Panache is a client-side JavaScript web application built with Vue.js 2 and additional libraries, namely D3.js v5 (enabling linkages between data and SVGs) and Vuex. For easy deployment, we have created a Docker container that can run Panache through nginx but the production files are available for deployment through other means.

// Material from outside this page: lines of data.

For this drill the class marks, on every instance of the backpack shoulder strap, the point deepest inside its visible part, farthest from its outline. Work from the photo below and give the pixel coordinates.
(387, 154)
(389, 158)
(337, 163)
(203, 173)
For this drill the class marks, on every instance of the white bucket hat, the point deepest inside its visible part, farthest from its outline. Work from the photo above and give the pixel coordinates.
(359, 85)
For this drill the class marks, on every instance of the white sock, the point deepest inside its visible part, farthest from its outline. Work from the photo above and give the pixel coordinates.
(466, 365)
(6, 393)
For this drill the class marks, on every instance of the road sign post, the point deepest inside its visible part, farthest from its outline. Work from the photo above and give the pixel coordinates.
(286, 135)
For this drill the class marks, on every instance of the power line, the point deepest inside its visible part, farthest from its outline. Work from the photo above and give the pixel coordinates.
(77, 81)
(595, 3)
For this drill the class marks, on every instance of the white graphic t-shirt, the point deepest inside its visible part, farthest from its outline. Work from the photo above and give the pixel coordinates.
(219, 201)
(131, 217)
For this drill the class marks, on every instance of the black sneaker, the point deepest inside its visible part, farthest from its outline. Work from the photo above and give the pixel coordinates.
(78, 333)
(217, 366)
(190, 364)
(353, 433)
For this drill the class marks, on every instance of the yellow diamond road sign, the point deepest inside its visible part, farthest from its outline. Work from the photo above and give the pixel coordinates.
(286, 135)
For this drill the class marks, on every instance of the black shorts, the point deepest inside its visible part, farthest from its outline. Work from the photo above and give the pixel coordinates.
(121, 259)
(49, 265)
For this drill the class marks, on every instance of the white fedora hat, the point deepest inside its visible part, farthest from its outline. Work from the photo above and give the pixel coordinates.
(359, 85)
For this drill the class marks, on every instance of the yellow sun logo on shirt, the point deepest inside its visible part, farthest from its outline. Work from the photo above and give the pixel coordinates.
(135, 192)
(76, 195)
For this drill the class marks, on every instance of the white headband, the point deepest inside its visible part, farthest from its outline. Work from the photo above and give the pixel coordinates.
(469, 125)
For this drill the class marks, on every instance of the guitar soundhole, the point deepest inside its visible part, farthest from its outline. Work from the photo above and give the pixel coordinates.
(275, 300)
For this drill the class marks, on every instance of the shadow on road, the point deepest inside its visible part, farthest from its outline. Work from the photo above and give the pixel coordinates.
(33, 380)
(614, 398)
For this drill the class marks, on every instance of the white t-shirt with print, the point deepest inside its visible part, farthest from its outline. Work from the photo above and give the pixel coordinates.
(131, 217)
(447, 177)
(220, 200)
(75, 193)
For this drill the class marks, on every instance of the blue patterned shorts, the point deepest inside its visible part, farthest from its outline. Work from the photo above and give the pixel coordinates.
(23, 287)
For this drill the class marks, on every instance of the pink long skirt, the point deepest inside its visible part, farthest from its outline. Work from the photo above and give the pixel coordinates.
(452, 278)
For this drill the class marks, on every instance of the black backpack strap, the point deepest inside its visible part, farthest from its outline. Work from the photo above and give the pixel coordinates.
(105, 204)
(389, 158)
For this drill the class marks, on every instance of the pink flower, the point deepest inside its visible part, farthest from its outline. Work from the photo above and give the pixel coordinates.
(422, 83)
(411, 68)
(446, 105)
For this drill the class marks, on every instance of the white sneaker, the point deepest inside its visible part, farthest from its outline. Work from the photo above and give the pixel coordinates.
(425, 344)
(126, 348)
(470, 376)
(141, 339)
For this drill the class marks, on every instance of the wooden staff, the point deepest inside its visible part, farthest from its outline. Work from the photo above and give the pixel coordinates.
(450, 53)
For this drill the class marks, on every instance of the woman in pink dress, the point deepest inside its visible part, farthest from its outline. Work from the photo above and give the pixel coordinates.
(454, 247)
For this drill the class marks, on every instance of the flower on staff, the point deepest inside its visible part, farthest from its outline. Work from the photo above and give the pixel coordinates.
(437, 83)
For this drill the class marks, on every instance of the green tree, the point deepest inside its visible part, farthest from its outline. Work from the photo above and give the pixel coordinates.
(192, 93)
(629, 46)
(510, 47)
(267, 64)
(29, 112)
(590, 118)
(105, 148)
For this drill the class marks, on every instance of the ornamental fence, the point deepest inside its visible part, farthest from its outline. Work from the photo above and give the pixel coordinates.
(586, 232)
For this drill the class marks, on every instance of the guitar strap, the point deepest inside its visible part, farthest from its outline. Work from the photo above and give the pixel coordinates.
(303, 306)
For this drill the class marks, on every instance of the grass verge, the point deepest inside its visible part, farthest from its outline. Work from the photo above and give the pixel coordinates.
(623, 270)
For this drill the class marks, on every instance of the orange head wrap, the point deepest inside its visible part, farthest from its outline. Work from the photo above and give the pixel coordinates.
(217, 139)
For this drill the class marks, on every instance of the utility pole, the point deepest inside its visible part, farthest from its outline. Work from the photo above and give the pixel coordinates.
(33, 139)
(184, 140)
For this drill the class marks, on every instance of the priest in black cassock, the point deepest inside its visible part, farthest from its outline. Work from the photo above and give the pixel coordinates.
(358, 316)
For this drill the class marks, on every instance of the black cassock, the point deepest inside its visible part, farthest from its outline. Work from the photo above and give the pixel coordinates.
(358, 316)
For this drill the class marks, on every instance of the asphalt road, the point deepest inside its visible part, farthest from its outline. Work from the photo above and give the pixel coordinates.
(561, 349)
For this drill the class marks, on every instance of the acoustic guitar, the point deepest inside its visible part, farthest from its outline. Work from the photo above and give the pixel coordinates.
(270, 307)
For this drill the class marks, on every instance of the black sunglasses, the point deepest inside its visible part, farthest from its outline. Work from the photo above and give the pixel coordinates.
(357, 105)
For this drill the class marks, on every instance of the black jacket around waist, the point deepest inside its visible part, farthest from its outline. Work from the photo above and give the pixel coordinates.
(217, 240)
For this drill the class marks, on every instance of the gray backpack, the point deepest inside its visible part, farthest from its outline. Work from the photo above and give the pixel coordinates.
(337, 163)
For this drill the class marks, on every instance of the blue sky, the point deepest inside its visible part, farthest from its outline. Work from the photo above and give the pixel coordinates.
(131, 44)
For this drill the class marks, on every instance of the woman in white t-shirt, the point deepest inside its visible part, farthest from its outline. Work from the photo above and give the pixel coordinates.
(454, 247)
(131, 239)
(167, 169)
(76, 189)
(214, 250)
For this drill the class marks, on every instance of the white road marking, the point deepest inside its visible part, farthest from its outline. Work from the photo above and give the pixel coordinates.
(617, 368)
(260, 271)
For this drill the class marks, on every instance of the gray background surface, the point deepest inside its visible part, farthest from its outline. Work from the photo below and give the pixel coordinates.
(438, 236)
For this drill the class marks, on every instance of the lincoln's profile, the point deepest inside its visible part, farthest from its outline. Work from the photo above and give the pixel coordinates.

Panache takes pre-computed pangenome files as input. The main file is a presence/absence matrix file in a BED-like format. Each line stores information about one pangenomic block (either a gene or a sequence) detailed through multiple columns, starting with linear position data and ending with the presence/absence information within every genome. An optional GFF3 file of annotations on the linear pangenomic coordinates may be loaded in addition to the matrix file. The information of genes’ coordinates, exon structure and functional annotations would then be grouped into cards of annotations, available for query on a dedicated track.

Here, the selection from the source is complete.